There have been several strong reactions to the Modi government’s announcement of the ambitious Startup Action Plan at the Startup India event on January 16. The government is certainly taking steps in the right direction with this plan for helping to improve the startup ecosystem in the country. From the perspective of startups, measures on tax breaks and the move to ease procurement norms for startups will certainly be welcome. The exemption from capital gains tax and from tax on their profits will allow startups to focus on driving innovation in the early days, and then use the profits they make to reinvest into the business. The plan also contains several incentives not just to support startups, but for the entire ecosystem which consists of other stakeholders such as investors, legal support for startups, etc., which is a huge positive. However, while the plan will certainly go a long way in helping the startup ecosystem in the country, certain areas of the plan definitely can be improved upon.
For example, one of the eligibility criteria of the plan states that ‘The product or service should be a new one or a significantly improved version of existing services or products’. Let’s take the example of e-commerce marketplaces that are dominated by the likes of Amazon, Flipkart and Myntra. For a startup trying to break into this space, unless its product is significantly an improvement upon what existing players have on offer, it may not be eligible for the benefits offered by the plan.
Another eligibility criteria states that the startup should get a recommendation letter from the recognised incubator cell or be recognised by the Government of India or should be funded by recognised funds. This will certainly be an uphill task for startups. Going by these criteria, roughly 60% of existing startups could be rendered ineligible for the Startup Action Plan.
Another clause of the plan states that if a startup wants to claim benefits, it should be working towards innovation, development, deployment or commercialisation of new products, processes or services driven by technology or intellectual property. But it is quite evident that a clause like this can create a lot of confusion. Who will decide whether a startup is actually working towards innovation or development? How will this be judged? How will startups be judged on how heavily or marginally they rely upon technology and IP? For budding entrepreneurs to be able to make the most of this plan, it is very important that the government makes sure that there is no ambiguity in any of its clauses.
A large chunk of India’s potential employment over the next several years is going to come from startups and entrepreneurship. This has already happened to a great degree in China and the United States in the last decade, and India is on course to contribute to that trend. As a country, we need to not just be able to encourage and invite talent so they can start up businesses here, but also to hold on to the talent that we have. With this plan, we are taking steps in that direction, but there are still several areas that the government needs to focus on – the primary issues that will actually boost the growth of the startup industry in India, that are external factors. The way I see it, the government needs to also focus on overcoming the big three issues that plague the startup space in the country – talent, infrastructure and heterogeneity.
While the Startup Action Plan will go a long way in helping the startup community hold on to the talent that comes out of our Indian education system, the government still needs to improve on the system itself to make sure that our talent pool is not lacking in any way as compared to other startup giants like the US and China.

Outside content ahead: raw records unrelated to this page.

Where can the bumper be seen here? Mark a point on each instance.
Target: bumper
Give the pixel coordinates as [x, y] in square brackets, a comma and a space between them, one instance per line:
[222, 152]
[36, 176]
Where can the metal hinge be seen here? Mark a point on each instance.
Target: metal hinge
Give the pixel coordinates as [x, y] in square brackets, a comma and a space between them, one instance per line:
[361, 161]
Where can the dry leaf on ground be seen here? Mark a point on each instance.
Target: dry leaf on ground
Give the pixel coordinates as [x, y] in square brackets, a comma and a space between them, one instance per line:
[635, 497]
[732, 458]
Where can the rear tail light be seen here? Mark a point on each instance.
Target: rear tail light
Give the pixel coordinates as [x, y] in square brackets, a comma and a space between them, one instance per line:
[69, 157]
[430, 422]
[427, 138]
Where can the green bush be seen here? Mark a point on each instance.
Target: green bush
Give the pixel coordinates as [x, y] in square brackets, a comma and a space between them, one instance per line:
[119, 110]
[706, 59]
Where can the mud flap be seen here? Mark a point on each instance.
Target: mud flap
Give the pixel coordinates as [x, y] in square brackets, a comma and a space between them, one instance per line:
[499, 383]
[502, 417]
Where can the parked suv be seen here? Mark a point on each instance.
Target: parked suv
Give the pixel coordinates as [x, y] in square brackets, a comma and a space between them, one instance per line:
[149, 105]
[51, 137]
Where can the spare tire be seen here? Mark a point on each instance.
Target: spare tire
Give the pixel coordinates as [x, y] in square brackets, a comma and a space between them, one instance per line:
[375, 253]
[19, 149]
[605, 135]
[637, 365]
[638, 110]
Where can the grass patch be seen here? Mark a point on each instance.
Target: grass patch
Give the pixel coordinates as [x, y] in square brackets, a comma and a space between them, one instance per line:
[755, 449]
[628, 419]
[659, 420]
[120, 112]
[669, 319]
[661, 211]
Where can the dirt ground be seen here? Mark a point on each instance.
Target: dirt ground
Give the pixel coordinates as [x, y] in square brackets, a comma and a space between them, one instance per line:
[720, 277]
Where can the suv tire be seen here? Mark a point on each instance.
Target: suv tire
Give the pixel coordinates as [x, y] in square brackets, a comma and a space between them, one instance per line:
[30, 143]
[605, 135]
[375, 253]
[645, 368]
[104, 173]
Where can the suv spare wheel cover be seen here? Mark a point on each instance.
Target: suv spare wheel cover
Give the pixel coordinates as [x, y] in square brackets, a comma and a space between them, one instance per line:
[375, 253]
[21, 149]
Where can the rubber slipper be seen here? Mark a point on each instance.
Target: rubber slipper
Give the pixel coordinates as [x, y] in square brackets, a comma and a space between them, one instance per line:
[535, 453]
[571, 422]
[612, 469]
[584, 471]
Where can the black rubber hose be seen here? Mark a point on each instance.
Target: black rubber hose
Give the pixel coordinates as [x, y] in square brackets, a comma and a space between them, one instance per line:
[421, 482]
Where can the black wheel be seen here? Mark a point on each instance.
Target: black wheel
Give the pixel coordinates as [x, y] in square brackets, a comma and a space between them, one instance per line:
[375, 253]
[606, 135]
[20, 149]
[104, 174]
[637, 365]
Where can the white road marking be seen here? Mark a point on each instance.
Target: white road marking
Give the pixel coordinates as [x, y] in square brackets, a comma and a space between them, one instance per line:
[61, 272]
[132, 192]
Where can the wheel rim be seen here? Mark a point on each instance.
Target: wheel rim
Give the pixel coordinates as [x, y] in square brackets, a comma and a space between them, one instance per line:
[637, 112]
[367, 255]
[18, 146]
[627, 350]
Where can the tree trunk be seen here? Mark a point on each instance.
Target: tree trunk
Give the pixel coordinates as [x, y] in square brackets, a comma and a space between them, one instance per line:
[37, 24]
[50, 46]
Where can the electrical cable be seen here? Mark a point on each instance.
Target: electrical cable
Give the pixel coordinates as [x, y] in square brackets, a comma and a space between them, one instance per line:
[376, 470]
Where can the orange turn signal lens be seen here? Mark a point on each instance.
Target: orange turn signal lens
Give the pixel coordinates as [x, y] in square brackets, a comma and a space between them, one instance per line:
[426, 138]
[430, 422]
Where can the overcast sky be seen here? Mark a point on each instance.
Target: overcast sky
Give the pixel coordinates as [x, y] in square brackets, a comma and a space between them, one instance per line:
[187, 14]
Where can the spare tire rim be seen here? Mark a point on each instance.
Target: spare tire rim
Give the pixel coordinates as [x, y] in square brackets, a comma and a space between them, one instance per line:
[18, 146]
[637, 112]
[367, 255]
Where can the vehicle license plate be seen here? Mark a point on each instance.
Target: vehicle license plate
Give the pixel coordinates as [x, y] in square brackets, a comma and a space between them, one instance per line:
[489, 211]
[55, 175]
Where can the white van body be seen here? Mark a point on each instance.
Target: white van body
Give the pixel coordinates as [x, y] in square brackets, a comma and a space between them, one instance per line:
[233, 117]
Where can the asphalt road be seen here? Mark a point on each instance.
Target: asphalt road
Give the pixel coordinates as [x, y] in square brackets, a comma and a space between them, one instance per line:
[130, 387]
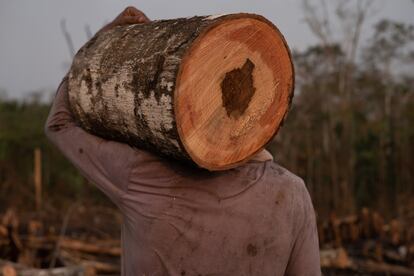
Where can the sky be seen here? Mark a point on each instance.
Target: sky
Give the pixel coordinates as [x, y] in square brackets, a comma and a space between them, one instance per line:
[34, 55]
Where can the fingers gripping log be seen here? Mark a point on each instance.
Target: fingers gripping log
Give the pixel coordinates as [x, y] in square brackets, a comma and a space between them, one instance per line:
[212, 90]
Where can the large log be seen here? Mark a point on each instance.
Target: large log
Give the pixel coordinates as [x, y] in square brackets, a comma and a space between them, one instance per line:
[211, 89]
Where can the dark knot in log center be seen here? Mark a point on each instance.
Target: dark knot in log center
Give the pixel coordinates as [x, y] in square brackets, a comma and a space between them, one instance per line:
[237, 89]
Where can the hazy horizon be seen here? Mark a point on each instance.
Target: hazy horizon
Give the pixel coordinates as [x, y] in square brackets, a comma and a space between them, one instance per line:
[34, 55]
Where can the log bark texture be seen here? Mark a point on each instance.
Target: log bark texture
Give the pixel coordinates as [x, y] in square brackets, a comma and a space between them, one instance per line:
[122, 82]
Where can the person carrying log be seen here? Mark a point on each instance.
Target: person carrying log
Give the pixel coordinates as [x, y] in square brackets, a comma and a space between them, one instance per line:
[255, 218]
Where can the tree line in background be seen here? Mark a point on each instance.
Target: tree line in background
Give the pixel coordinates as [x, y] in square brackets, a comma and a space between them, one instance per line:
[349, 133]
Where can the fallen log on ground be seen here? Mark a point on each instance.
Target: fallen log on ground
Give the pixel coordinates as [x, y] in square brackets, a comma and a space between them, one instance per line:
[212, 90]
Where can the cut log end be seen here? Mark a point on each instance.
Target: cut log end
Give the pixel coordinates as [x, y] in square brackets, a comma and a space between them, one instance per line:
[233, 90]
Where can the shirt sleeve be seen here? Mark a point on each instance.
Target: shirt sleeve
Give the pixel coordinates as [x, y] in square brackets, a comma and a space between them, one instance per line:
[103, 162]
[304, 258]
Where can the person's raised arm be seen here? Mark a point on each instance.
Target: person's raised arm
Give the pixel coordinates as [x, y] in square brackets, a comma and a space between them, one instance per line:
[304, 258]
[106, 163]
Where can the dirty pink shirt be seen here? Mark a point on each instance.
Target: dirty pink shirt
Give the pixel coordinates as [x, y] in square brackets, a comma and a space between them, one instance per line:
[256, 219]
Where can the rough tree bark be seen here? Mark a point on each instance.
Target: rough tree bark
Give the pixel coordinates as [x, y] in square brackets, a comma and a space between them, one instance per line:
[123, 84]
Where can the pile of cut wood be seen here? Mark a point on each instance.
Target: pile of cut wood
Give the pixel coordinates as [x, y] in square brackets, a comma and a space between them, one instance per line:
[75, 244]
[30, 245]
[365, 243]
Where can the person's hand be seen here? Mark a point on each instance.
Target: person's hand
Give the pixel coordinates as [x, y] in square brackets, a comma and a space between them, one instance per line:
[130, 15]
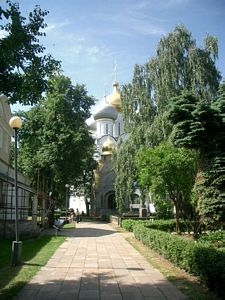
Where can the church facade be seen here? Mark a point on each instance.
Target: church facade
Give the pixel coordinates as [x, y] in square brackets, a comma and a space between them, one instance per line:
[107, 128]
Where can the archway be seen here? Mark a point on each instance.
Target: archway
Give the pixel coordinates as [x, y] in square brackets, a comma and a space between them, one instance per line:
[111, 201]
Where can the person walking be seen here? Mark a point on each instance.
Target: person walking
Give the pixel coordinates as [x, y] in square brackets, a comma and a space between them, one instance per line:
[77, 215]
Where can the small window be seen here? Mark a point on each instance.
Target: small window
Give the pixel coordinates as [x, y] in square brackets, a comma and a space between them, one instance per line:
[1, 137]
[1, 110]
[118, 129]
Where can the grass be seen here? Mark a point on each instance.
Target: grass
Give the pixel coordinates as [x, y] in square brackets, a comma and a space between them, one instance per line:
[35, 254]
[69, 225]
[189, 285]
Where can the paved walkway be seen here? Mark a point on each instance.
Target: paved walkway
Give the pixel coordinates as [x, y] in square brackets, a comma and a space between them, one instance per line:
[97, 263]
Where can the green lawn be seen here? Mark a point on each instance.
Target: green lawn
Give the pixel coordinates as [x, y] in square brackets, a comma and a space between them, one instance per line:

With regard to infrastructure, India is taking steps in the right direction with Digital India. Liberalising and decentralising telecom is another area in which the government can and should be creating avenues that will facilitate growth.

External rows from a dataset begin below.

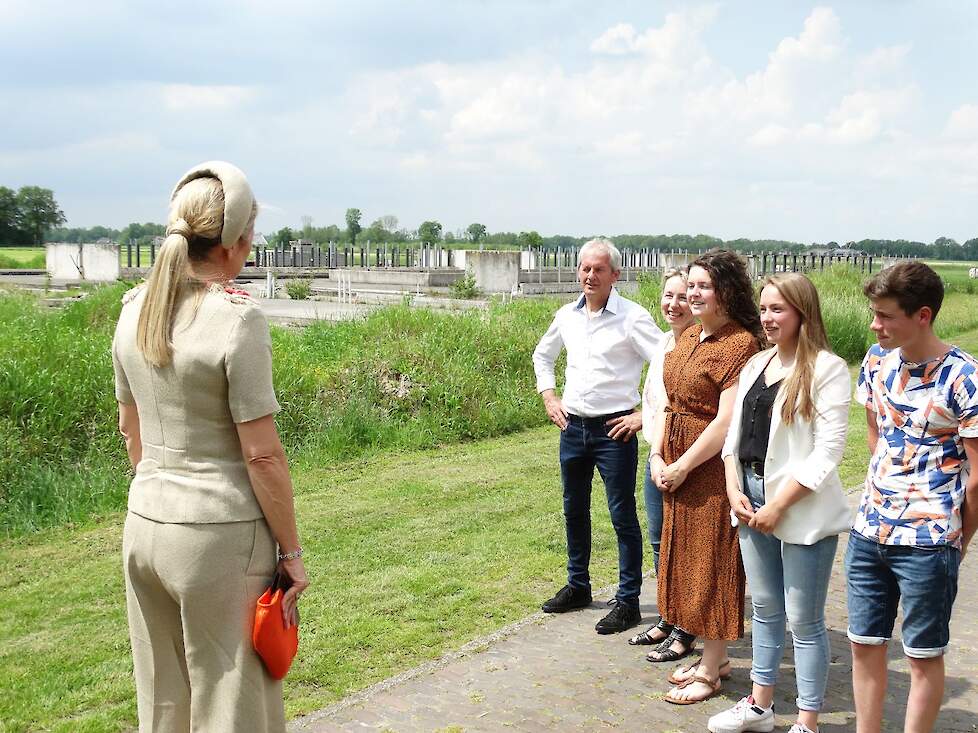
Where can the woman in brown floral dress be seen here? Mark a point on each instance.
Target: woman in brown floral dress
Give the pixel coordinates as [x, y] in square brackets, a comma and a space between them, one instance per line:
[701, 578]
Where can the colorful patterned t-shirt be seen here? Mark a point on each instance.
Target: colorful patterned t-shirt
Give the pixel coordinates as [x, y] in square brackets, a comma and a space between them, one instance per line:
[917, 476]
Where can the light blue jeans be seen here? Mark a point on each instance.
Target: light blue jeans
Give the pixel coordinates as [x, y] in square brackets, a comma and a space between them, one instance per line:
[653, 511]
[788, 583]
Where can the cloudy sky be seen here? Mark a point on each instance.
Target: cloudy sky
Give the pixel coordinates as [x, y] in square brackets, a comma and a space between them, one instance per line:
[760, 118]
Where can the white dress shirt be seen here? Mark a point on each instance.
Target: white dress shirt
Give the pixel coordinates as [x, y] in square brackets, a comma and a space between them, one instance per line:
[605, 355]
[654, 393]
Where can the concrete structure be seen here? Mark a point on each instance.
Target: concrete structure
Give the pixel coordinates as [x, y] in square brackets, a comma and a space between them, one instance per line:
[495, 272]
[87, 262]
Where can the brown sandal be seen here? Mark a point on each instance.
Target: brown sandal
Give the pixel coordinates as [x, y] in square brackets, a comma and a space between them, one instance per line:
[714, 685]
[725, 671]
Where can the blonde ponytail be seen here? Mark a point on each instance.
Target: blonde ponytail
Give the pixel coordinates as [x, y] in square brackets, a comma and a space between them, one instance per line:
[196, 218]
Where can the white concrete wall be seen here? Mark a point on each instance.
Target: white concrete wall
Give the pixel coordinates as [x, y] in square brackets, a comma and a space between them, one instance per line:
[495, 272]
[89, 262]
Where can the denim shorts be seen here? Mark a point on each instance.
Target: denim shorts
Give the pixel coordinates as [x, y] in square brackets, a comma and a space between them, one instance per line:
[879, 576]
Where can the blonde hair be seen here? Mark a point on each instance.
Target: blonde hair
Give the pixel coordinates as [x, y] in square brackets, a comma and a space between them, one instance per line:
[670, 272]
[801, 294]
[194, 227]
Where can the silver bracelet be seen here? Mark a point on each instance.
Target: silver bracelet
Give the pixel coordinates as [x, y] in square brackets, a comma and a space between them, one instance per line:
[290, 555]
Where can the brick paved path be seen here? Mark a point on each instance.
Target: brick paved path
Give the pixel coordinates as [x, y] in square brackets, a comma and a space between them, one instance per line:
[555, 673]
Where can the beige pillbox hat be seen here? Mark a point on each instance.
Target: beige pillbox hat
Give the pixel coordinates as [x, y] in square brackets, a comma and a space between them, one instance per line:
[238, 197]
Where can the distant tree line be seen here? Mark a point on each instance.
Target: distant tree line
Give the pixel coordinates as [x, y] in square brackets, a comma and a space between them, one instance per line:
[27, 214]
[32, 216]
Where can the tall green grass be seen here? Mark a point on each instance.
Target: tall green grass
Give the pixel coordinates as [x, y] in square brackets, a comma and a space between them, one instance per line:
[400, 379]
[60, 457]
[22, 259]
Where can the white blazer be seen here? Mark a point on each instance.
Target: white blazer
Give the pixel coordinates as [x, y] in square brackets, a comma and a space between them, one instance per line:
[808, 452]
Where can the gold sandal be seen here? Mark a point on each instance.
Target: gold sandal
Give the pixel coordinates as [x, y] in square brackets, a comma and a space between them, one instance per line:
[725, 671]
[714, 685]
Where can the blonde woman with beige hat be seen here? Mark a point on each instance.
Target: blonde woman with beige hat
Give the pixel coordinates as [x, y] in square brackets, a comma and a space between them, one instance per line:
[211, 513]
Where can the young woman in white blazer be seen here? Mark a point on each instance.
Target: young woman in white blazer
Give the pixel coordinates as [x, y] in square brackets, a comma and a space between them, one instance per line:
[781, 456]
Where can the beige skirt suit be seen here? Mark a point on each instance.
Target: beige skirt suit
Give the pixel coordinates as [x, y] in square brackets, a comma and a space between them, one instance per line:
[197, 552]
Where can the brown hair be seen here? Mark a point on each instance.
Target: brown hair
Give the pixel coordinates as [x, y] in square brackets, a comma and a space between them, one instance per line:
[731, 283]
[799, 292]
[912, 285]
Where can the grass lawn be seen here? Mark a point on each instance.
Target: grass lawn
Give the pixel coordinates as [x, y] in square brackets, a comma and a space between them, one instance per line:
[411, 555]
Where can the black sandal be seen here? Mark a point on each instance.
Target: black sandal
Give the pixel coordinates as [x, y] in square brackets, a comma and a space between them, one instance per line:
[644, 639]
[665, 651]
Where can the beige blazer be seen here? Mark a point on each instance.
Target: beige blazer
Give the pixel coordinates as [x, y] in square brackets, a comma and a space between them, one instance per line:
[192, 469]
[808, 452]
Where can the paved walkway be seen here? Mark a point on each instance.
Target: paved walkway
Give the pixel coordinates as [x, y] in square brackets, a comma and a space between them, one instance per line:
[554, 673]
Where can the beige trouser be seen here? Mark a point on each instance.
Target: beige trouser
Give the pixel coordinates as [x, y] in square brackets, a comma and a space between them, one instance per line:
[191, 591]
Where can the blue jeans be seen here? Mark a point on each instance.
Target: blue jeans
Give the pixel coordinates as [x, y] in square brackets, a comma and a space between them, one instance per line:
[787, 583]
[653, 511]
[879, 576]
[585, 444]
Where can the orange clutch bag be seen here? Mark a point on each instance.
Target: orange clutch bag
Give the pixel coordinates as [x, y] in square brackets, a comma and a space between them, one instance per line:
[275, 644]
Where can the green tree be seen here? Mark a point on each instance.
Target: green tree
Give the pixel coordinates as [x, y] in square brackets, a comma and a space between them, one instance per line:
[353, 227]
[9, 217]
[429, 232]
[476, 232]
[283, 236]
[526, 240]
[38, 212]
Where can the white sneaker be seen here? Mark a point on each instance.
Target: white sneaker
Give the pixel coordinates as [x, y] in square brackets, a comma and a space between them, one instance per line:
[742, 717]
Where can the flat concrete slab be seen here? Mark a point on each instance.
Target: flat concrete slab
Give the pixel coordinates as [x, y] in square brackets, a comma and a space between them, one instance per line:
[554, 673]
[306, 311]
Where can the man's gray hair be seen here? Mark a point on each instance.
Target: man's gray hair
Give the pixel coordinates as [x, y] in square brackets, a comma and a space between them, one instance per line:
[601, 245]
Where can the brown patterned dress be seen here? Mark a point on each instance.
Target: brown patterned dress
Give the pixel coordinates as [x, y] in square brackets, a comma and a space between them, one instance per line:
[701, 577]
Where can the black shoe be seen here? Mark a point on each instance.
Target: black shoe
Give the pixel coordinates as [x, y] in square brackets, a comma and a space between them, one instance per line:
[623, 616]
[568, 599]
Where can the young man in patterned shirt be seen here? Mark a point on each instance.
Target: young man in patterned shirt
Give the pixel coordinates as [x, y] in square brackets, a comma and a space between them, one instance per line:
[919, 509]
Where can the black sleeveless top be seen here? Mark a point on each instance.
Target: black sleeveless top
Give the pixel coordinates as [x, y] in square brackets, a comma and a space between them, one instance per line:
[755, 422]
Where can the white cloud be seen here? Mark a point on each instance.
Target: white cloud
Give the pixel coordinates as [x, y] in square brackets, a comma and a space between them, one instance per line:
[190, 97]
[963, 123]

The heterogeneity and language issue can be addressed by the government by working with the private sector to make sure that technology is available in all or, at least, most Indian languages.

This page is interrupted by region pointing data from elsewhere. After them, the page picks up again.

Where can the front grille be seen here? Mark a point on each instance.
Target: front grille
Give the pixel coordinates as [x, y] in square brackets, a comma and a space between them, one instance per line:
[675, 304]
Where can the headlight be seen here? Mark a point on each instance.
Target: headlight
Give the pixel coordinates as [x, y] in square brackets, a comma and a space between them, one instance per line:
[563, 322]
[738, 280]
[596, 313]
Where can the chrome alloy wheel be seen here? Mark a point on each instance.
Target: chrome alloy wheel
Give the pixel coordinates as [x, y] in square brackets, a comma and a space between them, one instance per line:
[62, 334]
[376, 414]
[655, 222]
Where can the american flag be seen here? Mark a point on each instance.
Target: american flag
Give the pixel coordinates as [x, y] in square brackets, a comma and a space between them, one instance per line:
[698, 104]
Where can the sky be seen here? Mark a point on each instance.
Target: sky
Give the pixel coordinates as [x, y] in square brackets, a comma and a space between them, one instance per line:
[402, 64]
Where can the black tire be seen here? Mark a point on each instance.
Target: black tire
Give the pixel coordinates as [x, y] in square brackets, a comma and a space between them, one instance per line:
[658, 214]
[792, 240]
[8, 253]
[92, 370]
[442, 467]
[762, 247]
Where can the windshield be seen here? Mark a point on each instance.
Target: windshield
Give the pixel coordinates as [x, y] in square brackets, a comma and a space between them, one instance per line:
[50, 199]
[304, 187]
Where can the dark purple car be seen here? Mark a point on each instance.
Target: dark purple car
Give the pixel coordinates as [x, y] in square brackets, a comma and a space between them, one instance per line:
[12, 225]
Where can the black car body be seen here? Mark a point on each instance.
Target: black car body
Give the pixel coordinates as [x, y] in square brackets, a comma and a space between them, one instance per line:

In conclusion, in spite of a hitherto perceived ‘startup unfriendly environment’, Indian entrepreneurs have already made India one of the top four entrepreneurial hotbeds in the world. This proposal can only serve to help the startup ecosystem in the country, and can help increase the country’s GDP and provide a lot of jobs for the people of the country. The action plan is largely optimistic and shows a very positive intent by the government. However, it is critical that the government addresses the few limitations in the plan. The government must also make sure to make the necessary changes in company laws to make incorporating startups, fundraising, issuing sweat equity, etc., a lot easier, so that entrepreneurs can focus on running the business, rather than spending time with consultants and lawyers.
The author is a serial tech entrepreneur, and the co-founder and CEO of Directi Group. He is also the co-founder of Ringo, Flock, Radix, and Media.net.